Я не хотел тоже. Дайкири прошел хорошо и быстро смыл легкое утомление после полета. Гулять так гулять. Настя ограничилась спаржей с какими-то листьями, поэтому я решил не экономить на остальном. В результате обед с полбутылкой красного вина и чаевыми обошелся мне почти в двести фунтов – раньше в Лондоне на ужины я столько не тратил. Но раньше у меня в Лондоне и не было таких ужинов. Через десять минут мы были как близкие люди после долгой разлуки – столько всего нужно рассказать и обсудить. У нас был с Настей только крошечный совместный опыт – сладкое, но крошечное переживание, а время обычно безжалостно расправляется с таким капиталом: ты быстро растрачиваешь его в своих воспоминаниях, потом уже начинаешь вспоминать в кредит, а потом кредитный лимит заканчивается, ты встречаешь человека и удивляешься – это не может быть он. И в редких-редких случаях кто-то без твоего ведома продолжает пополнять капитал твоей памяти – значит, ты встретил нужного человека.

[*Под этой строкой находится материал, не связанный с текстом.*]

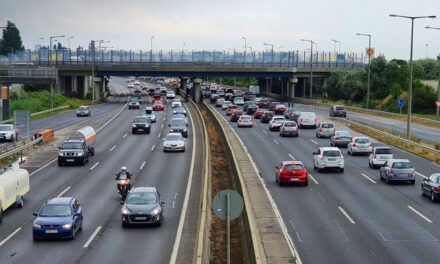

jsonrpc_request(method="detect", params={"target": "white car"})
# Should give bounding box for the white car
[313,147,344,172]
[269,116,286,131]
[297,112,318,128]
[347,137,373,155]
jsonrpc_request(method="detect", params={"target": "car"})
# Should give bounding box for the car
[421,173,440,203]
[230,108,243,122]
[131,116,150,134]
[347,137,373,155]
[297,112,318,128]
[0,124,18,142]
[153,101,165,111]
[330,105,347,117]
[76,105,92,117]
[215,98,225,107]
[226,104,238,116]
[168,116,188,137]
[275,104,287,115]
[128,97,141,109]
[379,159,416,184]
[163,133,185,152]
[32,197,83,241]
[330,130,351,147]
[280,120,299,137]
[313,147,344,172]
[167,91,176,99]
[234,97,244,105]
[316,122,335,138]
[260,110,275,123]
[173,107,186,116]
[254,108,266,119]
[368,146,394,169]
[121,187,165,227]
[269,115,286,131]
[275,160,309,186]
[222,100,232,110]
[237,115,254,127]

– Устал? – спросила Настя. – Два ночи по Москве.
– Ничего. Завтра высплюсь. То есть сегодня. Поедем ко мне.
– Нет, – грустно улыбнулась она.
– Почему? – дурацкий мужской вопрос сам собой вырвался наружу.
– Костя, – она понизила голос, – я очень хочу тебя. Но я здесь работаю. И мне вставать через семь часов, и я должна хорошо выглядеть и быть в форме, чтобы продержаться на ногах минимум двенадцать часов. Может быть, больше. Такая у меня работа.
– Конечно, – сказал я очередную глупость, – ты звезда, тебе нельзя. Я вообще удивляюсь, как ты сидишь тут, когда тебя в любой момент сфотографировать могут...
– Обиделся? Вот дурачок, не обижайся. Я знала, что ты можешь обидеться, надо было сразу тебе сказать. Бедный дурачок прилетел на день раньше – подвиг, можно сказать, совершил, а девушка ему не дала. Вот ведь сука, правда?
– Значит, ты тоже обиделась? – сказал я примирительно. Конечно, она была права и я вел себя как идиот.
– Нет, – она взяла меня за руку, – я просто хотела, чтобы ты понял. Ты понял. Теперь все нормально.
– Я понял. Не сердись.
– И ты. Просто чуть-чуть уважения друг к другу, и все будет хорошо.